In that prayer comes the recognition of one of the reasons God has chosen to allow His children to be persecuted.

To Make the Church More Like Christ.

God has predestined His children “to be conformed into the image of his son” (Romans 8:29). God uses whatever means He deems necessary to accomplish that purpose in the lives of His children. He loves His Son so much that He has determined to make all of His children share His image and His identity.

Truly living a Christ-like life will never be celebrated by a world opposed to the one true God. Throughout every age, the Church has experienced the world’s hatred for following Christ. The swath of experiences among Christians varies from being ridiculed and mocked to losing a job, to be disowned by family, to being murdered.

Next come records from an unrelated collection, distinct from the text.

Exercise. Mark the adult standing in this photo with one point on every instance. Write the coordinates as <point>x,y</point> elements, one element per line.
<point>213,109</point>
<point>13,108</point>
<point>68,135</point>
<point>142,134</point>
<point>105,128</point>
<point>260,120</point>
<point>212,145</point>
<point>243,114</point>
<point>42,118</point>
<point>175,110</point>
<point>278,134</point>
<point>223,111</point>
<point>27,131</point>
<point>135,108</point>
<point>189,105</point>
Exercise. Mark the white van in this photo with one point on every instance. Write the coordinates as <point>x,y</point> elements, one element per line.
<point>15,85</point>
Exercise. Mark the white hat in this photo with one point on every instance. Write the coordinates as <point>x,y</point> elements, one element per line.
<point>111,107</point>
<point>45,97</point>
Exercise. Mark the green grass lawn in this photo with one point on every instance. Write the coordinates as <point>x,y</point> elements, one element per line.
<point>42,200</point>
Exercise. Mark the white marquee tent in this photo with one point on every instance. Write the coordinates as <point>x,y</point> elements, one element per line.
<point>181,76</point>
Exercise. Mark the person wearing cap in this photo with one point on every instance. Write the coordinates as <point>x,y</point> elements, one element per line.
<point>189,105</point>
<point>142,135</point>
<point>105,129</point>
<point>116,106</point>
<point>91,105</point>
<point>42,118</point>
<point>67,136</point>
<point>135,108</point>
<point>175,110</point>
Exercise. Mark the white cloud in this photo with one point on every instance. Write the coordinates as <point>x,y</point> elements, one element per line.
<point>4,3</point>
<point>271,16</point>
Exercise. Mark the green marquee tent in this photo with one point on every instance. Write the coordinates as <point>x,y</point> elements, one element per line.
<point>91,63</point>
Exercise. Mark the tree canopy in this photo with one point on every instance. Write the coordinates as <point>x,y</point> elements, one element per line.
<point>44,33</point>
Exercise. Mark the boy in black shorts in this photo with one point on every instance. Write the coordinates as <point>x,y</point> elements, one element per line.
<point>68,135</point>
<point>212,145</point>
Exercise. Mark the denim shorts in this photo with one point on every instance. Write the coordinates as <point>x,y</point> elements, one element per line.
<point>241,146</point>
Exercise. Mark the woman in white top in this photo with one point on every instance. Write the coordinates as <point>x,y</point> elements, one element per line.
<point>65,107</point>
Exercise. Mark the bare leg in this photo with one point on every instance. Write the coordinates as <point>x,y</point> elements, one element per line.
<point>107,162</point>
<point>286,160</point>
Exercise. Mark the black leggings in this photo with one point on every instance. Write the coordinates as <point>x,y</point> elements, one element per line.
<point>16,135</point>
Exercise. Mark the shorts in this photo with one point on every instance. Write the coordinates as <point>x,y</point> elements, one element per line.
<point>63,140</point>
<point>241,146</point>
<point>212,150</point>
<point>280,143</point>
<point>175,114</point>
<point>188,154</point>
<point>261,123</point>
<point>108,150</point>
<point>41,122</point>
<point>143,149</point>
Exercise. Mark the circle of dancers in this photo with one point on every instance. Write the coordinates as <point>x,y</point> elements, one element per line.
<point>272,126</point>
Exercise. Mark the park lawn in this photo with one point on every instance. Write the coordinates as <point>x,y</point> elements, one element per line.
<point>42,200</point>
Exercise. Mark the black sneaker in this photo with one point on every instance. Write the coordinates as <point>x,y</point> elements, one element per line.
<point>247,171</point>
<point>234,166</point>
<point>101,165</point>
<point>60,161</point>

However, the fact remains that if you follow Christ in this life, persecution will be inevitable. Jesus Himself makes it clear that the cost of discipleship is one’s life.

No less.

Jesus spoke to His followers saying, “If anyone would come after me, let him deny himself and take up his cross and follow me. For whoever would save his life will lose it, but whoever loses his life for my sake will find it” (Matthew 16:24-25).

Persecution should not come as a surprise. Jesus states in John 15:20-21, “If they persecuted me, they will also persecute you. If they kept my word, they will also keep yours. But all these things they will do to you on account of my name, because they do not know him who sent me.”

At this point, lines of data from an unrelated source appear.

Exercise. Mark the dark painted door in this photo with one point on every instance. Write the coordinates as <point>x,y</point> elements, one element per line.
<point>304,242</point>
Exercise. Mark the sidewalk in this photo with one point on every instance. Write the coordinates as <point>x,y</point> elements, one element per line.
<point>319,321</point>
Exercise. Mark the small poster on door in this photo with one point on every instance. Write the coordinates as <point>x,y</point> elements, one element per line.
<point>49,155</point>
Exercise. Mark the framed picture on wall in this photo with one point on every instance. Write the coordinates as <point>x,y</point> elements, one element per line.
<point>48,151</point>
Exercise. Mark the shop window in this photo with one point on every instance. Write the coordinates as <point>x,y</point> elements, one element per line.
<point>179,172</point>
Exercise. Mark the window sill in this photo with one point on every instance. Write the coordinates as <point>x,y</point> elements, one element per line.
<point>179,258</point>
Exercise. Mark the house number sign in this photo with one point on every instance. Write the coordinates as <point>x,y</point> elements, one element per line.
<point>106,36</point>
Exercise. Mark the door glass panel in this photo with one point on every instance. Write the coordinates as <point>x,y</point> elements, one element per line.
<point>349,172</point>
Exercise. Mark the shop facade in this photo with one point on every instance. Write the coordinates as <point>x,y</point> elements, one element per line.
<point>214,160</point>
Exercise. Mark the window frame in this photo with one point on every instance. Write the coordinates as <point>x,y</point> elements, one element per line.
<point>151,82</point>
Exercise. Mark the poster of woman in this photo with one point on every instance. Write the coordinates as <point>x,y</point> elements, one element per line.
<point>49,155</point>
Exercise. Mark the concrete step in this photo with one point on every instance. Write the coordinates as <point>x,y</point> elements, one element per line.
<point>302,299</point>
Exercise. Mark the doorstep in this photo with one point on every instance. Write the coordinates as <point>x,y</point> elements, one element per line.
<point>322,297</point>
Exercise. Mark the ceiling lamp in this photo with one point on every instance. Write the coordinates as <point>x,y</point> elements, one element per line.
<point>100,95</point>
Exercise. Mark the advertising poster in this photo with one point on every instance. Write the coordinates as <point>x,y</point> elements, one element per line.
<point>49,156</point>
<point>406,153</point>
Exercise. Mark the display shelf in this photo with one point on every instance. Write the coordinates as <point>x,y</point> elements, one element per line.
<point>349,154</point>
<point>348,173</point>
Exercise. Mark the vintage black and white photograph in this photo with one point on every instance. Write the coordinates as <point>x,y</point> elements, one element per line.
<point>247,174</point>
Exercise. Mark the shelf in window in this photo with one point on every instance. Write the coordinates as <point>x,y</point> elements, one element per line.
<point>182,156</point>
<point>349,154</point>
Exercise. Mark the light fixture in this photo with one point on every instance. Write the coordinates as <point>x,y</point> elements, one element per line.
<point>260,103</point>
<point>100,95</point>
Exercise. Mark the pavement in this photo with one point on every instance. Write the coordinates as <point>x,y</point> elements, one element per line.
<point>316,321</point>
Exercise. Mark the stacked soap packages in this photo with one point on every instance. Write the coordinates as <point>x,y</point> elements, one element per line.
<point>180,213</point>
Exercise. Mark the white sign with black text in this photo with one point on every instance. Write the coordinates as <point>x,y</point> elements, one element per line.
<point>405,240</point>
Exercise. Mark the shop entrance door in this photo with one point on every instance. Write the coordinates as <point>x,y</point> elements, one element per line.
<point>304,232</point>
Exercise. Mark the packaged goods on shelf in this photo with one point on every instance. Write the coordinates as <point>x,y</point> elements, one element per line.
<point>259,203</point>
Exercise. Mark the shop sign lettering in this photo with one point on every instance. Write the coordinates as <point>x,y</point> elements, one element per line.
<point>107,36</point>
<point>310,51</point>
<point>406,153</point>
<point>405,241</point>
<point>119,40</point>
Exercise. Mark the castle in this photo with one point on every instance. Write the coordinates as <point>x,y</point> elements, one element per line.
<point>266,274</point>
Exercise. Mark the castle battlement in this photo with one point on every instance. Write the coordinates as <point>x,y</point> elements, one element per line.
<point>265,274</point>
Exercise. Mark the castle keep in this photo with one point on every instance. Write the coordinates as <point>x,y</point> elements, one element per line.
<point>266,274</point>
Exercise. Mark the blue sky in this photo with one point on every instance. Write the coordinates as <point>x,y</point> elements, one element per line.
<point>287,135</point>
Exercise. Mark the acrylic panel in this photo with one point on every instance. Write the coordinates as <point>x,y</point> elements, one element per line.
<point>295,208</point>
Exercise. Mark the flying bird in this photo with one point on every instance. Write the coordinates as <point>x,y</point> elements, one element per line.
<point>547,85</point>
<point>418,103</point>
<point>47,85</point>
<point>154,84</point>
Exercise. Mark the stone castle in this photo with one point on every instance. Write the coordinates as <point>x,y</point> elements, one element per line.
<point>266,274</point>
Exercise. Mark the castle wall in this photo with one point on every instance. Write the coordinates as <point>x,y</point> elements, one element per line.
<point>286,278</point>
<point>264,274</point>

Jesus experienced persecution even though there has never been a more loving or likable person on earth. He was the personification of meekness, kindness, and true righteousness. Yet He was persecuted and ruthlessly murdered.

Dr. Martyn Lloyd-Jones remarks, “If you try to imitate Christ the world will praise you; if you become Christlike it will hate you… Do we know what it is to be persecuted for righteousness sake? To become like Him we have to become light; light always exposes darkness, and the darkness therefore always hates the light.”

To Purify the Church

This may sound harsh, but there have always been wolves and goats among the sheep. And because God desires and requires a pure bride, He often refines her as silver in a crucible. One purpose for persecution is to sort out the counterfeits.

Those who are not true Christians will not endure persecution. They will turn and run, showing their true colors when their feet are held to the flame (1 John 2:19). It typically does not take long for the person who has not truly been regenerated to recant any profession they may have made. Christ Himself illustrated such people in Matthew 13:20-21. Here, Jesus is delivering the parable of the sower and He states, “As for what was sown on rocky ground, this is the one who hears the word and immediately receives it with joy, yet he has no root in himself, but endures for a while, and when tribulation or persecution arises on account of the word, immediately he falls away.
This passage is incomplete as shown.